Sequencing provides a way to read out the molecular information carrier that unifies all life: DNA. The ability to access this cellular information has reinvented how biological systems are quantified and studied, as high-throughput sequencing can provide genome-wide and single-base resolution snapshots of biological activity in virtually any cell type. As sequencing technology has decreased in cost and become more accessible, it has also become the foundation for a growing variety of applications beyond recording genomic identity, and has been extended to obtain RNA expression profiles, epigenetic profiles, and even protein profiles. This dissertation contributes to the field by presenting novel techniques aimed at improving the efficiency of RNA sequencing and enabling multi-modal DNA methylation profiling. These advancements are applied to develop new insights in classically elusive biological systems, including non-model microbial samples and human germ cell development.

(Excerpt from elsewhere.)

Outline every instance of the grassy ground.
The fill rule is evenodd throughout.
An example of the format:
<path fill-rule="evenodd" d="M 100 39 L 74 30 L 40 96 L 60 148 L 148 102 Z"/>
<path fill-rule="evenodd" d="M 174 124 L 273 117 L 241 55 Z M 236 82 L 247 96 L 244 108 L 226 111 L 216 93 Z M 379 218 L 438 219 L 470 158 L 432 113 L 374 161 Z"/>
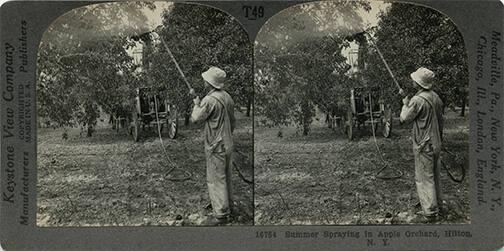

Highly efficient bacterial mRNA sequencing: Microbiomes are some of the most diverse and underexplored biological systems on Earth, and one of the limitations for discovery and characterization is the relatively low efficiency of bacterial RNA sequencing compared to eukaryotic workflows. RNA sequencing is a widely used technique to quantify the distribution of mRNA molecules in a population to gain a genome-wide understanding of cellular functions and phenotypes. However, in bacteria, mRNA sequencing is inefficient due to the abundance of ribosomal RNA that is challenging to deplete. Unlike eukaryotic cells, bacterial mRNA lacks the poly-A tail that typically enables efficient capture and enrichment of mRNA from the abundant rRNA molecules in a cell. To improve the efficiently of mRNA sequencing in bacterial samples, this dissertation reports EMBR-seq (Enrichment of mRNA by Blocked rRNA), and EMBR-seq+, two methods that specifically deplete 5S, 16S and 23S rRNA using blocking primers to prevent their amplification and RNase H for targeted digestion. EMBR- seq is highly sensitive and successfully quantified the transcriptome from samples containing as little as 20 pg of total RNA. Furthermore, EMBR-seq+ was applied to examine differential expression of anaerobic bacteria grown in monoculture vs co-culture with anaerobic fungi and revealed that the presence of the anaerobic fungi induces bacterial transcriptome remodeling, including the downregulation of lignocellulose-degrading machinery.
Simultaneous profiling of 5mC, 5hmC, and RNA: In mammals, the DNA modification 5- methyl cytosine (5mC) is a known regulator of gene expression and thus, 5mC profiles are closely tied to cell identity. During early embryogenesis, as distinct cell lineages are established from pluripotent stem cells, the cells that are specified as primordial germ cells (PGCs) are rapidly demethylated before developing into mature gametes. The mechanisms governing DNA demethylation in human PGCs remain unclear, and this currently limits our understanding of gametogenesis during healthy and disease trajectories. Both active and passive demethylation are known to contribute to methylation erasure, although new techniques are required to assess the timing and heterogeneity of each mechanism across the PGC population. Therefore, to probe both modes of demethylation and profile cellular identity, this dissertation presents a strand-specific sequencing method, “single-cell methylation, transcriptome, and hydroxymethylation-seq” (scMTH-seq), which captures 5mC, 5hmC, and RNA simultaneously in single cells. Strand specific 5mC counts can detect passive demethylation through wide distributions of strand asymmetry, while increased global 5hmC levels serve as an indicator for active demethylation. When applied to stem cell-derived human PGC-like cells, scMTH-seq identified two distinct transcriptional groups, one of which was passively demethylating. Based on differential expression between the two groups, it is likely that the genes DND1 and SOX15 are key drivers that initiate PGC demethylation and maturation.